Inventory Management Objectives
The inventory management objectives may be viewed in two ways and they are operational and financial. The operational Inventory Management Objectives is to maintain sufficient inventory, to meet the demand for the product by efficiently organising the firm’s production and sales operations, and the financial Inventory Management Objectives view is to minimise inefficient inventory and reduce inventory-carrying costs.
These two conflicting Inventory Management Objectives can also be expressed in terms of costs and benefits associated with inventory. The firm should maintain investments in inventory which implies that maintaining an inventory involves cost, such that smaller the inventory the lower the carrying cost and vice versa. But inventory facilitates (benefits) the smooth functioning of the production. An effective inventory management should:
1. Ensure a continuous supply of raw materials and supplies to facilitate uninterrupted production.
2. Maintain sufficient stocks of raw materials in periods of short supply and anticipate price changes.
3. Maintain sufficient finished goods inventory for smooth sales operation, and efficient customer service.
4. Minimise the carrying costs and time.
5. Control investment in inventories and keep it at an optimum level.
Others: Apart from the above, the following are also objects of inventory management. Control of materials costs, elimination of duplication in ordering by centralization of purchasers, the supply of right quality of goods of reasonable prices, provide data for short-term and long-term for planning and control of inventories.

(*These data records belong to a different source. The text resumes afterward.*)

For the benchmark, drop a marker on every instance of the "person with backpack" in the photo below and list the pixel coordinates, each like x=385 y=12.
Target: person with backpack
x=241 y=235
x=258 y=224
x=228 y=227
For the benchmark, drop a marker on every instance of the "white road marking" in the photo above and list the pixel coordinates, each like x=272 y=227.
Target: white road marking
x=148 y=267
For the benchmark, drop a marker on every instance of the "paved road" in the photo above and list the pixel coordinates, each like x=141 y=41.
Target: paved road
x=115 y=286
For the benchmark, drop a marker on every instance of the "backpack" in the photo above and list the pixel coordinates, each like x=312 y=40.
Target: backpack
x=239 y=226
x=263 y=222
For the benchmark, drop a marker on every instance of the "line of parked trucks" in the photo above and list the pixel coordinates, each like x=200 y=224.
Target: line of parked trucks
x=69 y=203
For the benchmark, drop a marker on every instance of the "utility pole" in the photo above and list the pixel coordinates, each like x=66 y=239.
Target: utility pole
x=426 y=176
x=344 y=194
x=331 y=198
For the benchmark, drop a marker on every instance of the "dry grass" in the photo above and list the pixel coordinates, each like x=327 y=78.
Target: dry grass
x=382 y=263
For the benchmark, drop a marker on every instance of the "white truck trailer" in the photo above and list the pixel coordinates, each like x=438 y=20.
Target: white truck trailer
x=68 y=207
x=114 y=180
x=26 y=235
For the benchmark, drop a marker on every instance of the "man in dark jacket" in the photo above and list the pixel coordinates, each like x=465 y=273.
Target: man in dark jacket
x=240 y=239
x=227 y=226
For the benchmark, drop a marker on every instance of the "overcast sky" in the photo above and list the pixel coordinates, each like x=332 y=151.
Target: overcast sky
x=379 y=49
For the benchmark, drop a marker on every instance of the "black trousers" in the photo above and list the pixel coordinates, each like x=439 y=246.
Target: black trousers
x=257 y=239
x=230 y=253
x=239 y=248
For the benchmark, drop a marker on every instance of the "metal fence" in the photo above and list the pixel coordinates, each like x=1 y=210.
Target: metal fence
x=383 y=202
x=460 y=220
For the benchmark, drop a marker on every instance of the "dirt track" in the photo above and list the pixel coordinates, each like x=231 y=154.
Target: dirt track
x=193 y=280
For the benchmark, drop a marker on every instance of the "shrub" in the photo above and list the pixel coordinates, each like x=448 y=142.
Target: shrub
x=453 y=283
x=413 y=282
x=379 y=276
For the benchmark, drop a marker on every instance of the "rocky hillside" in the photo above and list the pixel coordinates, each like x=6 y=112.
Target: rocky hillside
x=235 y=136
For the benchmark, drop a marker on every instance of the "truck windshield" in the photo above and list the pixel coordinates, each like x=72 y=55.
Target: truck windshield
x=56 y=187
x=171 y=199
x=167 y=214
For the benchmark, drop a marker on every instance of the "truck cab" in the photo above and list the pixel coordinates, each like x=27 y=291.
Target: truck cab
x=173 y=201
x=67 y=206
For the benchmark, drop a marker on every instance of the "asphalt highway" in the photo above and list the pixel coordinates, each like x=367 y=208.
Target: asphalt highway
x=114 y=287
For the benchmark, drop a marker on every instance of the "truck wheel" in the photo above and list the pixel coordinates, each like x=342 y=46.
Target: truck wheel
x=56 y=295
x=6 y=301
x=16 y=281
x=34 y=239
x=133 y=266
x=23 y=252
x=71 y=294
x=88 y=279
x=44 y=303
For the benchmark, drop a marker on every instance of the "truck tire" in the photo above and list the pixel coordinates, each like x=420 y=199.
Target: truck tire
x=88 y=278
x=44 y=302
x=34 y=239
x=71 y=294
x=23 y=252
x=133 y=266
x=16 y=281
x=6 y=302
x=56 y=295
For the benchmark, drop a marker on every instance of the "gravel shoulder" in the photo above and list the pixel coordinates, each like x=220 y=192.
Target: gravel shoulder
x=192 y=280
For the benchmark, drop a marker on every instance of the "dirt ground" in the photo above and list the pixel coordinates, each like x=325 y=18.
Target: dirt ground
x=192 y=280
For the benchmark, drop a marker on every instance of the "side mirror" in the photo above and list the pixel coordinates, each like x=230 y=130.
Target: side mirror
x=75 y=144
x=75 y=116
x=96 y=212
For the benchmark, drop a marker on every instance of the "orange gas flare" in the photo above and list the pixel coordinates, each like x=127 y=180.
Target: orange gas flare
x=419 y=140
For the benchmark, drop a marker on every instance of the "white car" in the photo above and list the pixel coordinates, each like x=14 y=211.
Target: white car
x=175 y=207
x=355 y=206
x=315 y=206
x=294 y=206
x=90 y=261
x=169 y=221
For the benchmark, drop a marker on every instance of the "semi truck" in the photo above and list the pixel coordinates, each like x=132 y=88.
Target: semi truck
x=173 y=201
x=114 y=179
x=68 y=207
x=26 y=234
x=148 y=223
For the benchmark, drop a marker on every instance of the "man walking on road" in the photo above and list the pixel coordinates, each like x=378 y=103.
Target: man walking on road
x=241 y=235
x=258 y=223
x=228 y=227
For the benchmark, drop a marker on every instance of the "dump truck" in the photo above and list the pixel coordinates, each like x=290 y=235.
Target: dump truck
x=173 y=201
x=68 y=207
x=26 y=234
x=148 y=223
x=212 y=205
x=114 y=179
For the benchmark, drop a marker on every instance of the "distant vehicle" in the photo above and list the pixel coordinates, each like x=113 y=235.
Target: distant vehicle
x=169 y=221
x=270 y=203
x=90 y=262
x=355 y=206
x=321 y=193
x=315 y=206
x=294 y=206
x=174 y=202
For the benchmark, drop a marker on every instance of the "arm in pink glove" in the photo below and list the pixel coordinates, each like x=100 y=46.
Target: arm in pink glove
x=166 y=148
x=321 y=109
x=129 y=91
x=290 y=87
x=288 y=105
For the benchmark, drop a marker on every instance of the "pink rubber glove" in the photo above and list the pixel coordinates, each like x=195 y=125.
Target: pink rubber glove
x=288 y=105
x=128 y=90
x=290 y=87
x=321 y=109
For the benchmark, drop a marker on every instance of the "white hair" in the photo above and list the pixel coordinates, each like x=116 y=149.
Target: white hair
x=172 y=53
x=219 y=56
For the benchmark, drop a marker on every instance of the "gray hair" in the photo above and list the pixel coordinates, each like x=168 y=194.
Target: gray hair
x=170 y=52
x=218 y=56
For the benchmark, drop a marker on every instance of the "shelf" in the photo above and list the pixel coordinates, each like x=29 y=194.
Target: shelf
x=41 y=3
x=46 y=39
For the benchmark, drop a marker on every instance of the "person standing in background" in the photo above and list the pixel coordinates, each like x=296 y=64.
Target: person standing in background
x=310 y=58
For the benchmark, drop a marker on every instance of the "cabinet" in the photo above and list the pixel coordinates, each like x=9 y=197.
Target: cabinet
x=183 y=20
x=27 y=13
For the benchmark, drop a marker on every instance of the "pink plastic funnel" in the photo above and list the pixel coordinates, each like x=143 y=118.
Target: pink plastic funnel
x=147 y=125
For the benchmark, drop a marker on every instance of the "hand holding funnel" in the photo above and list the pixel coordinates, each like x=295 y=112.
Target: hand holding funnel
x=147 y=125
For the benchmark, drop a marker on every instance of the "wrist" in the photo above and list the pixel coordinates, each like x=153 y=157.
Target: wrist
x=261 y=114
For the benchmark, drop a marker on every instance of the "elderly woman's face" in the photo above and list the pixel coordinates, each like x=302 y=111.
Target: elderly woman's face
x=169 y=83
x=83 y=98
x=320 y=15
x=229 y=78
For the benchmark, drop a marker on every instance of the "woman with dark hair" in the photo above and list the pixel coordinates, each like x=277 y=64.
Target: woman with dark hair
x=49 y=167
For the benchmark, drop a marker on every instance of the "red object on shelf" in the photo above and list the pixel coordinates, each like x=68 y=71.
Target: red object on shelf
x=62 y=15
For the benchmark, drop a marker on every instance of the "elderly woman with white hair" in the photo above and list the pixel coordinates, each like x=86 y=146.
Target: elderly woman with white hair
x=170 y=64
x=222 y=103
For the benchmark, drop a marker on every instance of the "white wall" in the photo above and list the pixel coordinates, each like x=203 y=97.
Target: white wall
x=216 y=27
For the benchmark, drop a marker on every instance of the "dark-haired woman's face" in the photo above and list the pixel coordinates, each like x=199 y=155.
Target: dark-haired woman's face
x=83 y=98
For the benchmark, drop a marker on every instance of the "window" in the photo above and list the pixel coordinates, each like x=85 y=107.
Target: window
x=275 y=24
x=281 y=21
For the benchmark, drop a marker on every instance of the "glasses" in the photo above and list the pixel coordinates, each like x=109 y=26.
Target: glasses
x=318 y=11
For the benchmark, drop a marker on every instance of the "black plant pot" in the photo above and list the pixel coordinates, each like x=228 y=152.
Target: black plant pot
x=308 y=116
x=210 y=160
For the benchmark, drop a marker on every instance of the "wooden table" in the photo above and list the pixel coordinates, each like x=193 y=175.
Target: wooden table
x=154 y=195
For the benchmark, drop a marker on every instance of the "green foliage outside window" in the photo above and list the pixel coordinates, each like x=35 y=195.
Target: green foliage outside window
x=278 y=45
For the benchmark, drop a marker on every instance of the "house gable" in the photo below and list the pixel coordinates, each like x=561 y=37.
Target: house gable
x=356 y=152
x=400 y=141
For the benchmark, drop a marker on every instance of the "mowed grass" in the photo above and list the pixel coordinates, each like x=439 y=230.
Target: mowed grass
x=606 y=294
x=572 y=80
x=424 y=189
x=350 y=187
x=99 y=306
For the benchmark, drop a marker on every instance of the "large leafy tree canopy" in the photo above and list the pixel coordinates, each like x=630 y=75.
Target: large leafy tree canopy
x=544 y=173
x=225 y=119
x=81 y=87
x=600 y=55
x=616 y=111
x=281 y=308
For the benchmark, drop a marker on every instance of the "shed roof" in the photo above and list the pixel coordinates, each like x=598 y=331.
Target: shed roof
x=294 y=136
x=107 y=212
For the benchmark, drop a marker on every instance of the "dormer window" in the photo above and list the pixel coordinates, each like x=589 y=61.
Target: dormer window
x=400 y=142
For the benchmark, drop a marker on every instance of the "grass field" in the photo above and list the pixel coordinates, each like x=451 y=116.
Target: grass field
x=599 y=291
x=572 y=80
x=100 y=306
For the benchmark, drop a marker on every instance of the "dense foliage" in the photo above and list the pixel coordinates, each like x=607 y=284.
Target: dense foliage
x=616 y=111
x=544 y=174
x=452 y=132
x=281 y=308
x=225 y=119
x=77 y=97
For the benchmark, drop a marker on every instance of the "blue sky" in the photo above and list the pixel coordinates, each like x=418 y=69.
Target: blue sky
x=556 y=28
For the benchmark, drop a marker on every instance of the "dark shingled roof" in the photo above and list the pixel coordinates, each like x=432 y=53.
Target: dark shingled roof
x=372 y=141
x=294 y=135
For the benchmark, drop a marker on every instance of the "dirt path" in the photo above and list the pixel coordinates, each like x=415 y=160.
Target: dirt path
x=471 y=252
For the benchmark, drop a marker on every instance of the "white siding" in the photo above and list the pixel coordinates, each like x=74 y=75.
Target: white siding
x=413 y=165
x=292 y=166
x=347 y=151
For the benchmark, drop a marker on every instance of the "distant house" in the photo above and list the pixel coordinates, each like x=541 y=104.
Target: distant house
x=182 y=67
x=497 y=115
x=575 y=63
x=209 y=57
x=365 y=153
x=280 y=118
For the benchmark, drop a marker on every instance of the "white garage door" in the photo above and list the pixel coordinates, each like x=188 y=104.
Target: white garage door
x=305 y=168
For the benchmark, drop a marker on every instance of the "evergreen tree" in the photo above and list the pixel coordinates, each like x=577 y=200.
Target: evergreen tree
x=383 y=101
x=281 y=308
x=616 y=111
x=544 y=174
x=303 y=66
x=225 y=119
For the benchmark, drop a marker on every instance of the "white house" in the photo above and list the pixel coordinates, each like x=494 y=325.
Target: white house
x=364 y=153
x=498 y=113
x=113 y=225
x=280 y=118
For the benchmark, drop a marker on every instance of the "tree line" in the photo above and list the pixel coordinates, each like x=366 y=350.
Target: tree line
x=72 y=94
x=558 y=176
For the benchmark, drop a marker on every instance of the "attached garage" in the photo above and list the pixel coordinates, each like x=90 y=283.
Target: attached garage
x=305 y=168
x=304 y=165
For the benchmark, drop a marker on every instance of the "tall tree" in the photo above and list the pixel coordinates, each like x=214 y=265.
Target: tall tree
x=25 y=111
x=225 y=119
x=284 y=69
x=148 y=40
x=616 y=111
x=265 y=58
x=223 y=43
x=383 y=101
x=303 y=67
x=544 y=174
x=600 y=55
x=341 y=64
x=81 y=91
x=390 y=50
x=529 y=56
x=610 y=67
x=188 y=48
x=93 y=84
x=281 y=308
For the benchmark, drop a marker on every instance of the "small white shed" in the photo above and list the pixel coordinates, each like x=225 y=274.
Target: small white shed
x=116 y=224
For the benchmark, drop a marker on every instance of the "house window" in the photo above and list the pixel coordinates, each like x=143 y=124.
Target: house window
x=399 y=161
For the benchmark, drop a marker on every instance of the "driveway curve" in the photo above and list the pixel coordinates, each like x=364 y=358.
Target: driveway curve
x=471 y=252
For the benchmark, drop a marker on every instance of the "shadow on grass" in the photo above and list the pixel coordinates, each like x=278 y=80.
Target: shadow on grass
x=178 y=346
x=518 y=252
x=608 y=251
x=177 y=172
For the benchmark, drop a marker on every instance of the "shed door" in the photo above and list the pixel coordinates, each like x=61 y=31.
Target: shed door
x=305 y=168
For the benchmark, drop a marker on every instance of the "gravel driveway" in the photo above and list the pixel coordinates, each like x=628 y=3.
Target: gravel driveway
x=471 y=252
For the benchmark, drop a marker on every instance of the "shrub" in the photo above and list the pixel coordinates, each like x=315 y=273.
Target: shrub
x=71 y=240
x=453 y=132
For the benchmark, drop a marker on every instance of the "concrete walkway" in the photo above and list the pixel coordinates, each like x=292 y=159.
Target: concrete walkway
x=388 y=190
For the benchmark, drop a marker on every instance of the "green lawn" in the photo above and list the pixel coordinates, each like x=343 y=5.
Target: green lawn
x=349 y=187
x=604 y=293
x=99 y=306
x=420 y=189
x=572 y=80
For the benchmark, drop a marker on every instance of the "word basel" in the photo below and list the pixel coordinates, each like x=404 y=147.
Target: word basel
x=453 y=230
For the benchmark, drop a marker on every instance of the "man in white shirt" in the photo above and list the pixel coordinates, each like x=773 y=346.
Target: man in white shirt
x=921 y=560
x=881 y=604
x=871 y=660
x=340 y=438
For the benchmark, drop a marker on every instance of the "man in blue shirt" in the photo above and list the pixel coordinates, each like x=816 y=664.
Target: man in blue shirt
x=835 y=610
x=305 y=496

Therefore, management of inventory needs careful and accurate planning so as to avoid both excess and inadequate inventory in relation to the operational requirement of a firm. To achieve higher operational efficiency and profitability of a firm, it is very essential to reduce the amount of capital locked up in inventories. This will not only help in achieving a higher return on investment by minimising tied-up working capital but will also improve the liquidity position of the enterprise.